The campaign-finance trouble comes very late in the race. More than 75,000 district voters, the majority registered Republican, had already cast their ballots as of Friday.
Candidates routinely file amended financial reports to correct various errors and omissions. But the amendments usually amount to a few thousand dollars here and there, as do some filed this election cycle by Garcia.
A $93,000 change, especially so close to Tuesday’s election, could raise questions from the FEC if it considers the omission a possible attempt to mislead voters. The agency can choose to investigate candidate’s reports on its own or do so after receiving an outside complaint.
“FEC Enforcement Division would presume that the omissions were made to obtain a strategic advantage,” Brett Kappel, a federal campaign-finance attorney in Washington, D.C., said in an email.

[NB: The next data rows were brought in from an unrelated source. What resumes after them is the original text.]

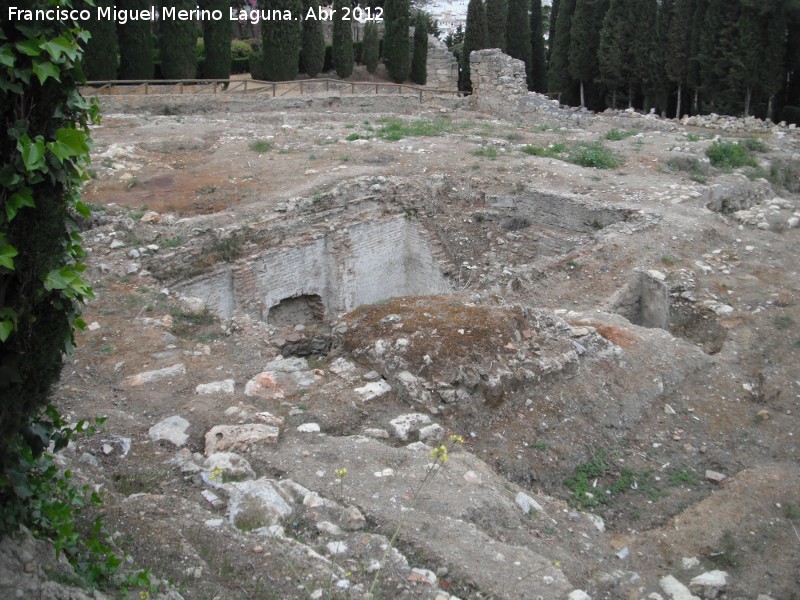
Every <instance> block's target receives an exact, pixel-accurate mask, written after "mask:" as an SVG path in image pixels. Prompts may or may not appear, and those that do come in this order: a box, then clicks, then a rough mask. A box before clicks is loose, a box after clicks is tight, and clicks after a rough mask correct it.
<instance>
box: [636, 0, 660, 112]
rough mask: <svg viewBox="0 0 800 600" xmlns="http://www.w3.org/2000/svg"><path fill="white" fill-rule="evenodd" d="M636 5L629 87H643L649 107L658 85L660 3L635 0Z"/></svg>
mask: <svg viewBox="0 0 800 600" xmlns="http://www.w3.org/2000/svg"><path fill="white" fill-rule="evenodd" d="M634 6H635V10H634V12H633V15H632V16H633V22H632V24H631V30H632V31H633V37H632V38H631V42H632V45H631V50H630V51H631V56H632V58H633V78H632V82H631V83H632V85H630V86H629V89H631V90H632V89H635V87H639V88H641V90H642V92H643V94H644V96H645V98H644V104H643V106H642V107H643V108H645V109H647V108H649V107H650V106H652V104H653V97H654V95H655V93H656V89H657V85H658V76H657V73H658V65H657V61H656V56H655V54H656V38H657V19H658V3H657V2H656V0H638V1H637V2H634ZM634 86H635V87H634Z"/></svg>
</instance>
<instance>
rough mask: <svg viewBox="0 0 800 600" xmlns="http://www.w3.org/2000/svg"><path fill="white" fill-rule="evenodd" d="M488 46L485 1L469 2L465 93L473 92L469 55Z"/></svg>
mask: <svg viewBox="0 0 800 600" xmlns="http://www.w3.org/2000/svg"><path fill="white" fill-rule="evenodd" d="M488 45H489V31H488V28H487V24H486V7H485V6H484V5H483V0H469V4H468V5H467V28H466V31H465V32H464V47H463V50H462V54H461V79H462V85H463V86H464V88H463V89H464V90H465V91H472V80H471V79H470V76H469V54H470V52H472V51H474V50H483V49H484V48H486V47H487V46H488Z"/></svg>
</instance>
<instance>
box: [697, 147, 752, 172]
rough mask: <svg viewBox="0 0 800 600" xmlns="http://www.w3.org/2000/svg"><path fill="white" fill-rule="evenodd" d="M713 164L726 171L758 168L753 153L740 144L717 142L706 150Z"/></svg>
mask: <svg viewBox="0 0 800 600" xmlns="http://www.w3.org/2000/svg"><path fill="white" fill-rule="evenodd" d="M706 156H708V159H709V160H710V161H711V164H712V165H714V166H715V167H717V168H719V169H722V170H724V171H730V170H732V169H739V168H741V167H755V166H757V163H756V159H755V158H754V157H753V153H752V152H751V151H750V150H749V149H748V148H747V146H745V145H744V144H741V143H739V142H728V141H725V140H717V141H716V142H714V143H713V144H711V147H710V148H709V149H708V150H706Z"/></svg>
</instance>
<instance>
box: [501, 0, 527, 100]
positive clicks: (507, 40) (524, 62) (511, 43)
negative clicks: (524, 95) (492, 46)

“Their biggest problem is the length of time it took them to file an amended report,” he added. Private vendors like the one Curbelo is using now “deal with these conversion issues all the time. The maximum credible delay would be a day — not two weeks.”
Curbelo has run on a message of ethics, hammering Garcia over a pair of criminal investigations, including one that resulted with his former chief of staff going to jail. Before Garcia, the Westchester-to-Key West 26th congressional district was represented by Republican David Rivera, who as a state lawmaker ran afoul of campaign finance rules, according to the Florida Commission on Ethics.
On Friday, Curbelo said he takes responsibility for his campaign’s conduct, but noted his treasurer has not received an information request from the federal agency. He attributed that to his campaign keeping the feds apprised of the situation.
“The FEC was aware,” he said. “They knew it was a vendor issue.”